C DANS L'AIR 9 JUILLET

Trump champion du monde... des embrouilles !




L'heure est à la fête pour les Belges. À l'issue de leur victoire (4-1) contre les Etats-Unis, en huitième de finale de la Coupe du monde de football, les diables rouges ont singé, hilares, la danse de Donald Trump dans leur vestiaire. Non seulement les Belges ont éliminé le dernier pays hôte à domicile, mais ils ont aussi répondu à leur manière à Donald Trump. Quelques jours plus tôt, le président américain avait appelé son ami et président de la FIFA, Gianni Infantino, pour lui demander de faire réexaminer le carton rouge reçu par l'attaquant américain Folarin Balogun contre la Bosnie. « Je ne savais pas que dans les bureaux de la Fifa, le 5 juillet correspondait au 1er avril en Europe », avait dénoncé l'entraîneur de la Belgique Rudy Garcia, en conférence de presse. Depuis, les réactions s'enchaînent : l'UEFA (l'instance européenne du football) a fait part dans un communiqué de son « incrédulité face à une décision aussi inédite, incompréhensible et injustifiable ». Même le commissaire européen au Sport, Glenn Micallef s'en est mêlé, estimant que « cette décision était erronée ». L'affaire est d'autant plus grave que Gianni Infantino a déjà été critiqué pour avoir attribué le prix de la Paix de la FIFA à Donald Trump en décembre 2025. À ce sujet, une cinquantaine de députés européens ont demandé l'ouverture d'une enquête sur les conditions d'attribution de ce prix, tandis que deux plaintes ont été déposées auprès de la commission d’éthique de la FIFA.

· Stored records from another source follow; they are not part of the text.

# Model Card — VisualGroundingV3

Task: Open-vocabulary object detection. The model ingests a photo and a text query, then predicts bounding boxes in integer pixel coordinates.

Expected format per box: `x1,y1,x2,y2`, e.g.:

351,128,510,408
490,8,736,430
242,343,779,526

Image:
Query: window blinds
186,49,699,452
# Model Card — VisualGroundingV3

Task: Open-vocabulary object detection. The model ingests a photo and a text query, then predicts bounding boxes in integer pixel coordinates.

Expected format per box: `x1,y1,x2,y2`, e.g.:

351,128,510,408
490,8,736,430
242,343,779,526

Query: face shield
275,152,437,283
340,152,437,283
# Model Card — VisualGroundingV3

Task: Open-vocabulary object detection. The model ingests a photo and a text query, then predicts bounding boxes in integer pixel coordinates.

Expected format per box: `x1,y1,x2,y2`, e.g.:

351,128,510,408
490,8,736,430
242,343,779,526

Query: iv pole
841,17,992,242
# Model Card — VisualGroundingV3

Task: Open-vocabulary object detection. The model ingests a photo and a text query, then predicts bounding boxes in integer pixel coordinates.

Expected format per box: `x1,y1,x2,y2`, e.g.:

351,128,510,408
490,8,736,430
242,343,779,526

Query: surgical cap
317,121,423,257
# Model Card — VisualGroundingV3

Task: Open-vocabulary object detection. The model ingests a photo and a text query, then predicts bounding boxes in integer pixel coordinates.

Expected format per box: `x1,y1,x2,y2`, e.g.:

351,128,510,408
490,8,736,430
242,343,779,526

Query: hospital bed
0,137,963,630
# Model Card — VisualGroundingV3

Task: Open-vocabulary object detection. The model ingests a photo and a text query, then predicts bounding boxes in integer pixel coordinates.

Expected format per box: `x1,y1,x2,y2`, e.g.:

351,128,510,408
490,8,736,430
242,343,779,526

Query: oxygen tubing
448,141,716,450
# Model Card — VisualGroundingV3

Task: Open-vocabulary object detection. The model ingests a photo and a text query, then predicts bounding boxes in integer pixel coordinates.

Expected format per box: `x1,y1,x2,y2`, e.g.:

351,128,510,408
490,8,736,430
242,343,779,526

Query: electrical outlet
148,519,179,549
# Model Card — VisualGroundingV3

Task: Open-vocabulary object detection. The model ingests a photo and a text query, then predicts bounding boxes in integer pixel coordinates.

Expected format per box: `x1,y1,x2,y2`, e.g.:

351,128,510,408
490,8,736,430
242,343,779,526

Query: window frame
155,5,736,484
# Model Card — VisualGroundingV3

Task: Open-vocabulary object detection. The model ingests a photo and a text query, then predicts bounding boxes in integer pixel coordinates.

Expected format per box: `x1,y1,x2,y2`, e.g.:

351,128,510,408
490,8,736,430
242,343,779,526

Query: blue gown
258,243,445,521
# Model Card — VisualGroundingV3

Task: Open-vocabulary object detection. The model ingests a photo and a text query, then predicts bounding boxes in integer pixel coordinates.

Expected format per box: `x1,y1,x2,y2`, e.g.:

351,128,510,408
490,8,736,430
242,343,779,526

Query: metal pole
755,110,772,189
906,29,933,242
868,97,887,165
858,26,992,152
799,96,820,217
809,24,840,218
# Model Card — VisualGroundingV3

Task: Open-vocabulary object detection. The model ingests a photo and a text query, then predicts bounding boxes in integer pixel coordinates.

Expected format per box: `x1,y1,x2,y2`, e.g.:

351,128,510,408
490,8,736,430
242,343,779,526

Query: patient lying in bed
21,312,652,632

Quelques jours plus tôt, c'est l'équipe de France, et plus précisément son capitaine Kylian Mbappé qui a fait l'objet d'une attaque lorsqu'une sénatrice paraguayenne a notamment laissé entendre, qu'enfant, l'attaquant des Bleus « tétait des noix de coco ». La réponse de l'attaquant vedette des Bleus n'a pas tardé, dénonçant « une femme méprisable et indigne de sa fonction ». Emmanuel Macron a personnellement apporté son soutien à l'attaquant français, mais l'affaire s'ajoute à une longue liste d'attaques racistes subis par les joueurs ces dernières années. En février dernier, c'est le joueur argentin Gianluca Prestianni qui avait reçu six matchs de suspensions après des accusations de propos racistes tenus à l'encontre du brésilien Vinicius Jr durant un match de Ligue des champions. Le public de la Coupe du monde n'est d'ailleurs pas en reste : la FIFA a annoncé l'ouverture d'une enquête concernant des cris racistes adressés au streamer IshowSpeed lors de matchs de l'Argentine. 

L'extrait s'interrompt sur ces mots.